The Post op-ed also avoids an important pro-executive argument for term limits — that a second-term president freed from electoral hurly burly can focus on matters important to the nation. Obama made this argument explicitly to Russia’s then-president Dmitri Medvedev in March 2012, saying that he would have “more flexibility” to make concessions to Russia after his last election.
Nor does Zimmerman entertain the possibility that Democrats may be fleeing Obama’s policies out of practical good sense, a move that they are free to make when not under pressure support a candidate for re-election. He notes correctly that George Washington established the two-term precedent not out of political philosophy but because he thought the republic was in good shape.
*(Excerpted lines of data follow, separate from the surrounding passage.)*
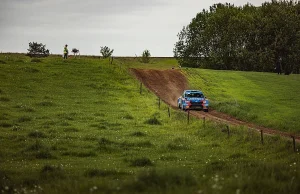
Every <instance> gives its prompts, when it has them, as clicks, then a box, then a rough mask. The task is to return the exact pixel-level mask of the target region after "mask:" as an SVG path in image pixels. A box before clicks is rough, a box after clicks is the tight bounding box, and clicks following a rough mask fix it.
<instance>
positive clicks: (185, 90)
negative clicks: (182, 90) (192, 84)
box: [184, 90, 202, 93]
mask: <svg viewBox="0 0 300 194" xmlns="http://www.w3.org/2000/svg"><path fill="white" fill-rule="evenodd" d="M184 92H185V93H202V91H200V90H184Z"/></svg>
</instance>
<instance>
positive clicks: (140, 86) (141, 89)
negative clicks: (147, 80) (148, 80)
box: [140, 82, 143, 94]
mask: <svg viewBox="0 0 300 194" xmlns="http://www.w3.org/2000/svg"><path fill="white" fill-rule="evenodd" d="M142 86H143V84H142V82H141V84H140V94H142Z"/></svg>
But he does not specify what crises — other than the ones of Obama’s own making — the country is now facing that would require a third term.
Zimmerman blames a “large Republican majority” that “took over Congress” in 1947 for the passage of the 22nd Amendment in 1951. In fact an amendment to the U.S. Constitution must be approved by the legislatures in three fourths of the states. The presidential term limit was duly approved in this manner, and while the Democrat Harry Truman was in office at the time, the first full presidency under term limits was the administration of the exceedingly popular Republican Dwight D. Eisenhower, under whom the nation enjoyed a lengthy period of peace and prosperity.